"Podarunek" Cecelia Ahern - 2, 1 cm
"Śmierć statystykom" Marta Akuszewska - 1, 9 cm
Razem: 4 cm
+ poprzednie 28, 7 cm = 32, 7 cm
Do końca: 123, 3 cm
Trochę o książkach:
"Podarunek" Cecelia Ahern
Gdybyś mógł wybrać wymarzony prezent na Gwiazdkę?
Lou Suffern nie ma czasu, żeby o tym pomyśleć. Klasyczny pracoholik, zaniedbuje żonę i dzieci, bo ściga się ze swoim konkurentem o jeszcze wyższe stanowisko. Pewnego zimowego dnia, nieoczekiwanie dla samego siebie, zatrzymuje się przy bezdomnym, który koczuje w pobliżu jego biura, i oddaje mu swój kubek z gorącą kawą. Kim jest bezdomny Gabe i jaki podarunek otrzyma od niego Lou?

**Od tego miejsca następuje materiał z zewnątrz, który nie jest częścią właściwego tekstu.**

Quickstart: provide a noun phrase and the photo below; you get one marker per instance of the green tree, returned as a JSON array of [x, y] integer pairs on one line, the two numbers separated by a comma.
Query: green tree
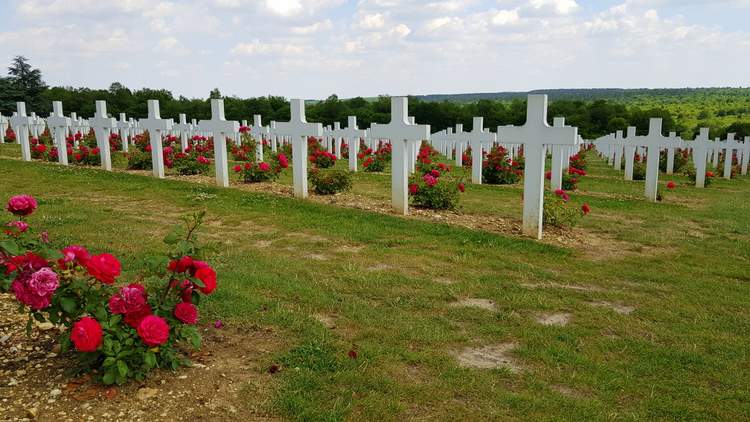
[[28, 84]]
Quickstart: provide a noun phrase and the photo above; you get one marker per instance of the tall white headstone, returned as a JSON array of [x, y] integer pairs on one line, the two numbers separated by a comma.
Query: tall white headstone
[[156, 126], [221, 129], [103, 125], [402, 134], [534, 135], [299, 129], [123, 126], [59, 125], [20, 123]]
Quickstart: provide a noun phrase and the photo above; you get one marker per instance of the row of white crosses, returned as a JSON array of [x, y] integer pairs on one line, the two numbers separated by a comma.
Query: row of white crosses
[[613, 146]]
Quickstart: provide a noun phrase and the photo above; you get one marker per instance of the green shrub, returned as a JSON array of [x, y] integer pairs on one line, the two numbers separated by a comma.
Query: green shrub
[[330, 181]]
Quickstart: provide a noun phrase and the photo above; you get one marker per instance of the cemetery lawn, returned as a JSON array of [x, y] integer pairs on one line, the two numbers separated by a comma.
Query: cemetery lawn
[[373, 311]]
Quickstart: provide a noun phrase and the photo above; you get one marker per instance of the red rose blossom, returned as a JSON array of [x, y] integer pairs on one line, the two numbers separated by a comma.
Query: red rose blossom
[[21, 205], [86, 334], [208, 277], [153, 330], [104, 267], [186, 312]]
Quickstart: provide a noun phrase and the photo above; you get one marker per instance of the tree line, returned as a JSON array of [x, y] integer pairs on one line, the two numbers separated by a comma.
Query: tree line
[[593, 118]]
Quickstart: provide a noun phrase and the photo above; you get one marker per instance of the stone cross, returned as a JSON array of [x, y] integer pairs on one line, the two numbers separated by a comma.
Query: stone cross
[[715, 153], [221, 129], [700, 146], [671, 151], [20, 124], [729, 146], [156, 126], [477, 138], [184, 128], [402, 134], [259, 132], [745, 155], [123, 126], [654, 142], [59, 125], [299, 129], [103, 126], [352, 134], [3, 127], [534, 135], [629, 149], [336, 133]]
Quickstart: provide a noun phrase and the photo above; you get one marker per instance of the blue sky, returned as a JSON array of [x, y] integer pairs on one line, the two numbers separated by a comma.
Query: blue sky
[[314, 48]]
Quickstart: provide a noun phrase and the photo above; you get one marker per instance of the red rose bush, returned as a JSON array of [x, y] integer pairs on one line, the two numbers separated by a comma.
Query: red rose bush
[[118, 331]]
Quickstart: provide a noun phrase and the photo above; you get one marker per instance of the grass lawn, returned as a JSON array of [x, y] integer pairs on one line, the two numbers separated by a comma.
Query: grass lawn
[[655, 297]]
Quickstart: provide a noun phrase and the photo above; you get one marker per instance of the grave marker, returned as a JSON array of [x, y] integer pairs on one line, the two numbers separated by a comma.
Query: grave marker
[[402, 134], [299, 129], [221, 129], [534, 135], [701, 146], [156, 126], [59, 125], [20, 123]]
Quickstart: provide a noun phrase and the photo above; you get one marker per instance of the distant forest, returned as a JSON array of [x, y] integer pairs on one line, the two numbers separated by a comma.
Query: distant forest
[[595, 112]]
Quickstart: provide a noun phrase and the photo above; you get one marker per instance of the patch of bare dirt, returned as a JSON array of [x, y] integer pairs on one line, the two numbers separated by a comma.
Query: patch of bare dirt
[[562, 286], [328, 320], [617, 307], [486, 304], [229, 379], [556, 319], [488, 357]]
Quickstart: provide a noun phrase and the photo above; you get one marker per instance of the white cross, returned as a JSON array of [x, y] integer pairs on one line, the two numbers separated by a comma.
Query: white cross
[[459, 142], [535, 134], [3, 127], [20, 124], [654, 142], [700, 146], [184, 128], [476, 139], [671, 151], [629, 148], [103, 126], [745, 155], [220, 128], [402, 134], [352, 134], [156, 126], [299, 129], [123, 126], [259, 132], [59, 125]]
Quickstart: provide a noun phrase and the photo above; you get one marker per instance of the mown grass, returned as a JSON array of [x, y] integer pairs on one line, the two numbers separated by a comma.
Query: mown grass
[[389, 282]]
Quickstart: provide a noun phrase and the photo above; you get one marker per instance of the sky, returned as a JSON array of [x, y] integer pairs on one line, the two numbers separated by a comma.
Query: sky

Podarunek, który przewartościuje jego życie...
Ta książka jest jak przejażdżka karuzelą wirującą między karierą, złamanym sercem i prawdziwą przyjaźnią. I jak nadzieja na drugą szansę, której obyś nie przeoczył!
Książka, którą powinny przeczytać osoby zabiegane, goniące za karierą i przez to niemające czasu dla rodziny. Zdenerwował mnie fragment gdy była mowa o tym, że Lou zdradził żonę z nianią. Polską nianią.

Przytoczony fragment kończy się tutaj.